TV NEWS REPORTER by Anonymous
At 8:00 p.m. television news reporter Libby Znaimer was at her desk in CITY-TV's crowded fifth floor newsroom, preparing her evening assignment-troublesome youth gangs in a Toronto neighbourhood. Suddenly all her plans changed. The run-down for the late news had just come through and no one was covering the premier of "Apocalypse Now," the biggest film news of the decade. "Get on it, Libby," came the instructions from the assignment desk and Znaimer, one of seven Citypulse news reporters, immediately set to work on the story
The 24 year-old reporter thought fast: the weekend papers would probably have background information, the station should have a press release. The film finished at 8:50 and she could be there with a cameraman in time to interview some of the audience. She had an hour to get to the theatre, tape the interviews, get back, write the story, get the videotape edited and, if she was lucky, make the 10:00 news.
Such a lightning quick pace and last minute changes are the order of the day in a newsroom, explained Znaimer who, in just three months on the job, has learned to take it all in stride.
Her first assignments weren't nearly as easy. Although Znaimer had worked for two and a half years as a print journalist for the Associated Press (AP) wire service in Tel Aviv and done occasional radio reports for the CRC, her television training was almost nil. With a lot of gumption and a borrowed camera and cameraman, on her own she made a sample news report on the basis of which she was hired by CITY-TV. Her first day at the Toronto station (she is now at CFCF-TV in Montreal) was on-the-job training of the most demanding sort-with 50,000 people watching.
"The first couple of weeks were murder for me," recalls Znaimer. "First you have to learn about structuring a story, how to say it all in a minute and a quarter. (Everything has to be very clear-simple language, no repetition and no wandering off topic.) Then, (to be able to advise the cameraman on the kind of shots you want) you have to learn what makes sense visually"
Perhaps the toughest part, though, was learning to work "on camera." Znaimer says she had "a hard time looking straight at the camera, talking to it just like it was a person." Though she was never nervous, she says she found it "very hard to get conversational."
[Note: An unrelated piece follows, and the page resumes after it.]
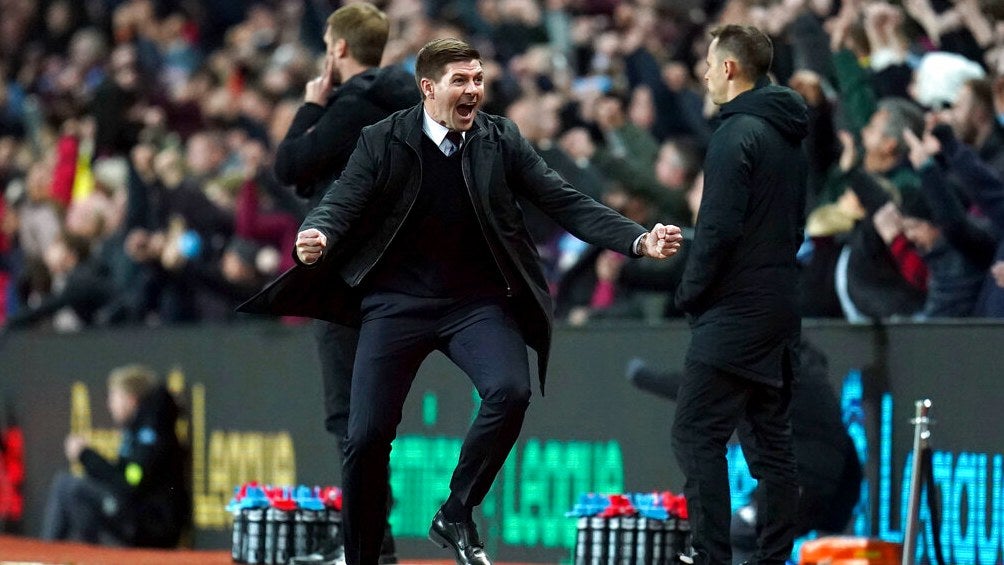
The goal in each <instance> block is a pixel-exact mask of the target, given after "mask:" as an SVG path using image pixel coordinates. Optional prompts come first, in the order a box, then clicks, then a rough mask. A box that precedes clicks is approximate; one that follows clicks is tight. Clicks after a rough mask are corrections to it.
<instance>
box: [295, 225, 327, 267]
mask: <svg viewBox="0 0 1004 565" xmlns="http://www.w3.org/2000/svg"><path fill="white" fill-rule="evenodd" d="M325 247H327V237H326V236H324V234H322V233H320V232H319V231H317V230H315V229H313V228H310V229H309V230H303V231H302V232H300V233H298V234H296V257H297V258H299V260H300V262H302V263H303V264H304V265H312V264H313V263H316V262H317V260H318V259H320V255H321V253H323V252H324V248H325Z"/></svg>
But television reporters spend only a few minutes of their day (in Znaimer's case on either the 9-5 or 1-10 shift) on camera. Znaimer also reads newspapers and magazines, researches her stories (one for the 6:00 news, one for the 10:00), tracks down interview subjects and pre-interviews them over the phone or at the scene. When an interview is taped (Znaimer usually ad-libs her lines) she writes the covering story to be read by the newscaster which is then approved by a writer. Often she oversees the editing.
Znaimer has found that her print journalism experience trained ber well in the basics of interviewing technique and writing, but working with a camera poses unique problems. "Sometimes you have to convince people to go on camera," she explains, "and you have to be able to pre-interview them so that you'll still get a spontaneous reaction for the taped interview."
The reporter points out that there are no hard and fast rules about how to interview. Sometimes she will need only a few facts from a subject; other times she will want something more personal or candid. She tempers her manner to what she senses the situation demands.
Nor are there rigid standards about how to behave on camera. "Every reporter is supposed to have an individual style and personality," she notes. But she allows that there are a few basics: "You want to sound authoritative and it's obviously not great to have a high, scratchy voice."
What you also need are an ease in front of a camera, skills in written and verbal communication, skills in interviewing and research, and a lot of initiative and persistence, not to mention a touch of aggressiveness. Znaimer points out that her thrown-before-the-camera route into television reporting was not typical. Most young people in her position are graduates of radio and television arts courses, and she advises that with the fierce competition for jobs, aspiring television reporters get as much training and experience as possible.
Women, she notes, are definitely not discriminated against in journalism; if anything, there may be an over-supply of them. But she is aware of possible drawbacks to being a female reporter. "Often men do the serious stories and women do the fluffier things," she says, though personally she hasn't found this. In her first three months on "general assignment" she covered an enormous range of topics: cerebral palsy, the gas shortage, teacher firings, a tornado, child abuse-"everything." While most reporters eventually establish a "beat" and often initiate their own assignments, they must be extremely flexible. Explains Znaimer: "Assignments come up during the day and whoever happens to be there has to go out on a story."
Deadlines, she finds, are the toughest part of the job. And almost always there is incredible tension and, on top of that, crazy hours. But for Znaimer, who isn't even thinking about future possibilities like anchoring or producing, that's what makes it so exciting.
"The television medium is so immediate," she enthuses. "It grabs people the most and in certain ways it's the most informative because it can transmit emotion . . . It's also hard work that really drains you," she adds, but she accepts that. "If the job is not the most important thing in your life, if you don't give it everything, you won't realize its potential and your work will suffer." And you, she points out, will be the first to know-as soon as you switch on the 6:00 news.